Britain's top civil servant, Sir Jeremy Heywood, has batted away MPs' concerns over access to EU documents during the referendum campaign.
Amid mounting fury from Eurosceptics over his decision, the cabinet secretary said he was "really struggling to see what the problem was".
Heywood was grilled by the public administration and constitutional affairs committee on Tuesday on why he has banned pro-Brexit ministers from using civil service resources linked to the EU referendum.
BuzzFeed News revealed on Monday that Iain Duncan Smith, the work and pensions secretary, intends to defy Heywood and demand full access to all such documents produced by his department.
But Heywood appeared bemused by the row he had sparked with his official guidance. "I don't think there's much to see here, to be honest," he told the cross-party committee of MPs.
Labour's Kate Hoey, a prominent Leave campaigner, asked whether he believed MPs were making a "fuss over nothing". Heywood replied: "I couldn't possibly say that."
Heywood said that the civil service's job was to support the government of the day. He said ministers campaigning for a Leave vote in the 23 June referendum would therefore be denied briefings and speech material.
"We don't think it's appropriate to provide material to ministers who want to argue against the government position so they can make that case against the government," he added.
But he insisted that all ministers would get access to documents about "normal EU business" so that they could answer parliamentary questions and run their departments. "We will continue to provide the usual limousine service," he said.
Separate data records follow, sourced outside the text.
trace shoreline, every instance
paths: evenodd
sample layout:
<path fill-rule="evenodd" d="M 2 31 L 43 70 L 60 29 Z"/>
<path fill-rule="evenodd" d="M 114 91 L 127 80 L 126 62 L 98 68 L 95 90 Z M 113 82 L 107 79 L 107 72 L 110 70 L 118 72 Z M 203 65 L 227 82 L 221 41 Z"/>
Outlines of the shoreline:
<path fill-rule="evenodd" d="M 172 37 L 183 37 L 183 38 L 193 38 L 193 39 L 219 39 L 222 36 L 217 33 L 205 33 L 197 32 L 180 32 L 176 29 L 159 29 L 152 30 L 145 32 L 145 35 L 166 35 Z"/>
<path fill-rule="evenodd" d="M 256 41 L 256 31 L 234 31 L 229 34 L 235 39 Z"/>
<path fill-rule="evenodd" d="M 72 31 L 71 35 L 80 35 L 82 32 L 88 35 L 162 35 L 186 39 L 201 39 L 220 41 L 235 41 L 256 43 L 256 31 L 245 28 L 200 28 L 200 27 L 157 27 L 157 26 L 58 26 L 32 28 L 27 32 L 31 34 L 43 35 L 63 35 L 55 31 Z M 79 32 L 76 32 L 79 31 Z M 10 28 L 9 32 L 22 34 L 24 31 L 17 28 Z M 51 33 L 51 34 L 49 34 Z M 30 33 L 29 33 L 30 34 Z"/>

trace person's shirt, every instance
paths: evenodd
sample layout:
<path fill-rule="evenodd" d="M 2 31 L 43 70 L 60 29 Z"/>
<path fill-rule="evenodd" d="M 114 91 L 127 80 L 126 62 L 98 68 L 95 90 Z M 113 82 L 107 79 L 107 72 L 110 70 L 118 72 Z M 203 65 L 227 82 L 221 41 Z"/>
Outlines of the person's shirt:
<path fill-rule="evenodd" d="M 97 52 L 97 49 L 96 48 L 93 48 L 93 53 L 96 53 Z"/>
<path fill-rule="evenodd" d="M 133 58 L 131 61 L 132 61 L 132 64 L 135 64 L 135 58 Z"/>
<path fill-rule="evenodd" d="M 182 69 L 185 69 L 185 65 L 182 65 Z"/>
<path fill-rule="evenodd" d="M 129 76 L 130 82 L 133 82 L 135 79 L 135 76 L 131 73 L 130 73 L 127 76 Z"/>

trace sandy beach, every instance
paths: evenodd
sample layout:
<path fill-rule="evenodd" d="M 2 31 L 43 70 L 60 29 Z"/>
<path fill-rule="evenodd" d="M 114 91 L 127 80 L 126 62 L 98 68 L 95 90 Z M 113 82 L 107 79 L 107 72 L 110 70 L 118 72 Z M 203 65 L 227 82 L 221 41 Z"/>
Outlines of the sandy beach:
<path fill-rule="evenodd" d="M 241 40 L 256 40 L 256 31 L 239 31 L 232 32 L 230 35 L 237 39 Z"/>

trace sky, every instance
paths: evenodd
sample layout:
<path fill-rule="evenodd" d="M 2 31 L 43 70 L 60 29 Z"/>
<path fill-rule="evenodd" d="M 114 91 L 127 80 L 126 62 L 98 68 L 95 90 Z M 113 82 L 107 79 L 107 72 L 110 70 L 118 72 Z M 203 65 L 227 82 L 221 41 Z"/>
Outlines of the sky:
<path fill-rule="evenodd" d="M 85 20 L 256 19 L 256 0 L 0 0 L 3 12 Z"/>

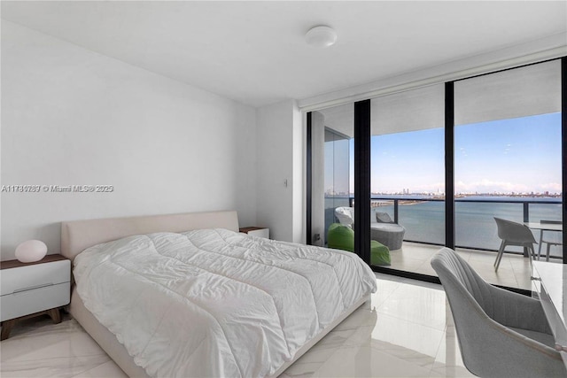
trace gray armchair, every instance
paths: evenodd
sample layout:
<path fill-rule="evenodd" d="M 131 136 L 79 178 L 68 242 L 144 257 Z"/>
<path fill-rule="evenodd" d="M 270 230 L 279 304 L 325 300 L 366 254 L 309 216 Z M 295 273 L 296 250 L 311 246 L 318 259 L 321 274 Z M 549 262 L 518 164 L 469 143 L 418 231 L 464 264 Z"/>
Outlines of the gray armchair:
<path fill-rule="evenodd" d="M 482 377 L 565 377 L 540 301 L 486 283 L 454 251 L 431 258 L 465 366 Z"/>

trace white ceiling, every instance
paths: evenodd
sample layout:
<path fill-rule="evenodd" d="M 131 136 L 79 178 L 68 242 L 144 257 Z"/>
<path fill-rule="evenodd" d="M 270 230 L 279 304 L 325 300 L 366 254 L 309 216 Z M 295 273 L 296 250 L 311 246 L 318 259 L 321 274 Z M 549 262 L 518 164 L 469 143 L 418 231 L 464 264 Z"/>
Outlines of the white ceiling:
<path fill-rule="evenodd" d="M 2 1 L 1 14 L 253 106 L 567 35 L 565 1 Z M 307 45 L 322 24 L 337 43 Z"/>

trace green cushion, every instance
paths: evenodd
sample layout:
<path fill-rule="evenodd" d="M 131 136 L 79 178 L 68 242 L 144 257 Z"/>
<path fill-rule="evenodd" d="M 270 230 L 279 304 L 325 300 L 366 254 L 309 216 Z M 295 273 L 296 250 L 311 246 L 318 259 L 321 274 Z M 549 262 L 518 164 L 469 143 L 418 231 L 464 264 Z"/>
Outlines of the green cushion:
<path fill-rule="evenodd" d="M 329 248 L 354 251 L 354 231 L 348 226 L 333 223 L 327 231 L 327 245 Z"/>
<path fill-rule="evenodd" d="M 390 250 L 385 245 L 370 240 L 370 264 L 371 265 L 392 265 L 390 259 Z"/>
<path fill-rule="evenodd" d="M 348 226 L 340 223 L 333 223 L 327 232 L 327 245 L 329 248 L 354 251 L 354 230 Z M 370 241 L 370 264 L 389 266 L 390 250 L 376 240 Z"/>

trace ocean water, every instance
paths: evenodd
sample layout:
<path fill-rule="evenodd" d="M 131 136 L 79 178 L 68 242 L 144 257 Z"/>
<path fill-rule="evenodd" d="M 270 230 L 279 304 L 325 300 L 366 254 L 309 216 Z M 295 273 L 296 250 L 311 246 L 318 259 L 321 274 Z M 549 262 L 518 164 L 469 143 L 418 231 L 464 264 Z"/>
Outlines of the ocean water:
<path fill-rule="evenodd" d="M 416 199 L 421 199 L 416 197 Z M 519 198 L 519 197 L 477 197 L 467 199 L 483 200 L 486 202 L 455 202 L 455 243 L 460 247 L 480 248 L 497 251 L 501 239 L 498 237 L 494 217 L 509 220 L 524 221 L 524 205 L 521 202 L 498 203 L 497 200 L 540 201 L 529 204 L 530 221 L 540 220 L 561 220 L 562 204 L 550 204 L 556 198 Z M 387 202 L 385 202 L 387 204 Z M 329 201 L 330 212 L 326 217 L 329 224 L 334 221 L 332 207 L 347 206 L 348 199 L 334 198 Z M 387 212 L 393 219 L 393 204 L 373 207 L 370 221 L 376 221 L 376 212 Z M 444 201 L 417 201 L 408 204 L 399 204 L 398 222 L 406 228 L 404 240 L 428 243 L 445 244 L 445 202 Z M 558 233 L 557 233 L 558 234 Z M 539 241 L 540 232 L 535 231 L 536 241 Z M 536 251 L 538 246 L 535 247 Z M 509 251 L 514 251 L 513 247 Z M 509 251 L 509 249 L 507 249 Z M 519 248 L 516 251 L 520 251 Z M 552 256 L 562 256 L 560 247 L 552 247 Z"/>

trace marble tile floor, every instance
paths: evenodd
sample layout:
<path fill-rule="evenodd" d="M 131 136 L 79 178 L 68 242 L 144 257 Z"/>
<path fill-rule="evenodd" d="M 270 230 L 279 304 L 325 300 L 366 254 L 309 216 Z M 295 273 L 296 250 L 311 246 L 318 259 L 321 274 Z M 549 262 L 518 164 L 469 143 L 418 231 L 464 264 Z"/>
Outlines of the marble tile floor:
<path fill-rule="evenodd" d="M 377 274 L 371 301 L 346 318 L 281 378 L 468 377 L 440 285 Z M 2 377 L 125 377 L 66 316 L 29 320 L 0 343 Z"/>
<path fill-rule="evenodd" d="M 400 250 L 391 251 L 392 266 L 387 267 L 437 276 L 431 259 L 440 248 L 439 245 L 404 242 Z M 522 255 L 504 253 L 498 271 L 494 271 L 496 252 L 463 248 L 457 248 L 456 252 L 489 283 L 532 289 L 530 262 Z M 561 263 L 557 258 L 550 261 Z"/>

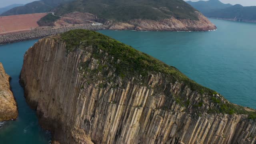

Five cabinet ministers have broken ranks with David Cameron to campaign to take the UK out of the EU, including Duncan Smith and justice secretary Michael Gove.
Tory MP Cheryl Gillan, a committee member, said: "The truth of the matter is that this is totally unenforceable – because if a senior civil servant is having a conversation with a secretary of state, they can brief or discuss statistics or facts and look at the way it will be affected by the referendum."
Heywood insisted that wasn't happening because "everyone accepts it's the right thing". But he admitted he had spoken to one cabinet minister who had queried "the availability of facts provided by his department".